ANALYST & INVESTOR ENQUIRIES

 

Mathias Kiep, Group Director Investor Relations,
Controlling & Corporate Finance

 

Tel: +44 (0)1293 645 925/
Tel: +49 (0)511 566 1425    

Nicola Gehrt, Director, Head of Group Investor Relations

Tel: +49 (0)511 566 1435

 

Contacts for Analysts and Investors in UK, Ireland and Americas

Hazel Chung, Senior Investor Relations Manager

Tel: +44 (0)1293 645 823

 

Contacts for Analysts and Investors in Continental Europe, Middle East and Asia

Ina Klose, Senior Investor Relations Manager

Tel: +49 (0)511 566 1318

 

Media

 

Kuzey Alexander Esener, Head of Media Relations

Tel: + 49 (0)511 566 6024

 

 

 

Important Notices

 

This announcement may not be published, distributed or transmitted in the United States, Australia, Canada, Hong Kong, Japan, New Zealand, Singapore, South Africa, Switzerland or the United Arab Emirates, or in any other jurisdiction in which the distribution, release or publication would be restricted or prohibited. This announcement does not constitute an offer of securities for sale or a solicitation of an offer to purchase securities of the Company (the Securities) in the United States or any other jurisdiction. The distribution of this announcement into jurisdictions may be restricted by law, and, therefore, persons into whose possession this announcement comes should inform themselves about and observe any such restrictions. Any failure to comply with any such restrictions may constitute a violation of the securities laws of such jurisdiction.

The Securities have not been, and will not be, registered under the U.S. Securities Act of 1933, as amended (the “Securities Act”) or the securities laws of any state or other jurisdiction of the United States, and may not be offered or sold within the United States, except pursuant to an exemption from, or in a transaction not subject to, the registration requirements of the Securities Act and applicable state or local securities laws. Accordingly, the Securities are being offered and sold by way of private placements (i) in the United States, only to qualified institutional buyers in accordance with Rule 144A under the Securities Act, and (ii) outside the United States, to eligible investors in offshore transactions in accordance with Regulation S under the Securities Act.

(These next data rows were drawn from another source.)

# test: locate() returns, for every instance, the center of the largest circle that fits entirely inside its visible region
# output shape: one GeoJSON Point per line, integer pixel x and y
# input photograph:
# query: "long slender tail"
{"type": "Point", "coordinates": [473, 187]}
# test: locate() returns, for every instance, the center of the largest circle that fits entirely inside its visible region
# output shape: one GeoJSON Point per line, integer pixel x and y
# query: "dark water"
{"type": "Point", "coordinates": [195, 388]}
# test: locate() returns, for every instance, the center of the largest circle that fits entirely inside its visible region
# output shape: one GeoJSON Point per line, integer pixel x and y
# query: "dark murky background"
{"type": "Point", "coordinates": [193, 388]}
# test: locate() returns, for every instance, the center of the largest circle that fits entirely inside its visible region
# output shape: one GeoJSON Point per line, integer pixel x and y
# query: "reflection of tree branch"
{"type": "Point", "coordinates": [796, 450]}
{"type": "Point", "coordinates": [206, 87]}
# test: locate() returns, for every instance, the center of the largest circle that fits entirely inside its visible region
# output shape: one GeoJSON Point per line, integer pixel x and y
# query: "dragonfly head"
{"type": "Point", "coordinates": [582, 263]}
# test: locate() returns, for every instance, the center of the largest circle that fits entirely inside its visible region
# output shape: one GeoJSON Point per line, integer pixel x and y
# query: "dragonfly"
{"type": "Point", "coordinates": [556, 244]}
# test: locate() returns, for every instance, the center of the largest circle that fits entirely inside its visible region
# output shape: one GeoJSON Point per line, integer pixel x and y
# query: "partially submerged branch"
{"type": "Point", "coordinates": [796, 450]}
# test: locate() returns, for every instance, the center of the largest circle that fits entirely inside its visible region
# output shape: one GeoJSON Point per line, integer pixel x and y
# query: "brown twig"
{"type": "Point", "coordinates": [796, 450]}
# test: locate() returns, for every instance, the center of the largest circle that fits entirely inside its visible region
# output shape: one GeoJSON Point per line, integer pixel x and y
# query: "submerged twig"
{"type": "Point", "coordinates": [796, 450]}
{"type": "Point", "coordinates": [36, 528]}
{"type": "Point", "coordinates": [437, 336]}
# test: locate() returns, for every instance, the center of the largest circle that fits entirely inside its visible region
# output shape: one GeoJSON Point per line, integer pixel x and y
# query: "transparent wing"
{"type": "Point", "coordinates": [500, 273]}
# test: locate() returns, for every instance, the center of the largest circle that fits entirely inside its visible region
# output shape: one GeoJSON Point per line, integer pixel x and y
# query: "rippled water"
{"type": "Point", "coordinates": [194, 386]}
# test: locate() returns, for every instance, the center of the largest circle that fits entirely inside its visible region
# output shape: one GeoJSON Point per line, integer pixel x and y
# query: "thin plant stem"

This announcement is an advertisement and not a prospectus for the purposes of Prospectus Regulation (Regulation (EU) 2017/1129) (the Prospectus Regulation) and the UK Prospectus Regulation (Regulation (EU) 2017/1129 as it forms part of domestic law by virtue of the European Union (Withdrawal) Act 2018) (the UK Prospectus Regulation). The public offering of certain Securities in Germany and the United Kingdom will be made exclusively by means of and on the basis of the German Prospectus, when published, of the Company, when it has been approved by the BaFin in Germany, and on the basis of the UK Prospectus, when published, of the Company when it has been approved by the FCA in the United Kingdom, in each case which approval should not be understood as an endorsement of any Securities offered. Investors must not subscribe for or purchase any Securities referred to in this announcement except on the basis of information contained in the German Prospectus or UK Prospectus, as applicable, published, or the international offering circular issued, by the Company in connection with the Offering, as the case may be (together with any amendments or supplements thereto), and should read the German Prospectus, UK Prospectus or the international offering circular, as the case may be (together with any amendments or supplements thereto) before making an investment decision in order to fully understand the potential risks and rewards associated with the decision to invest in the Securities.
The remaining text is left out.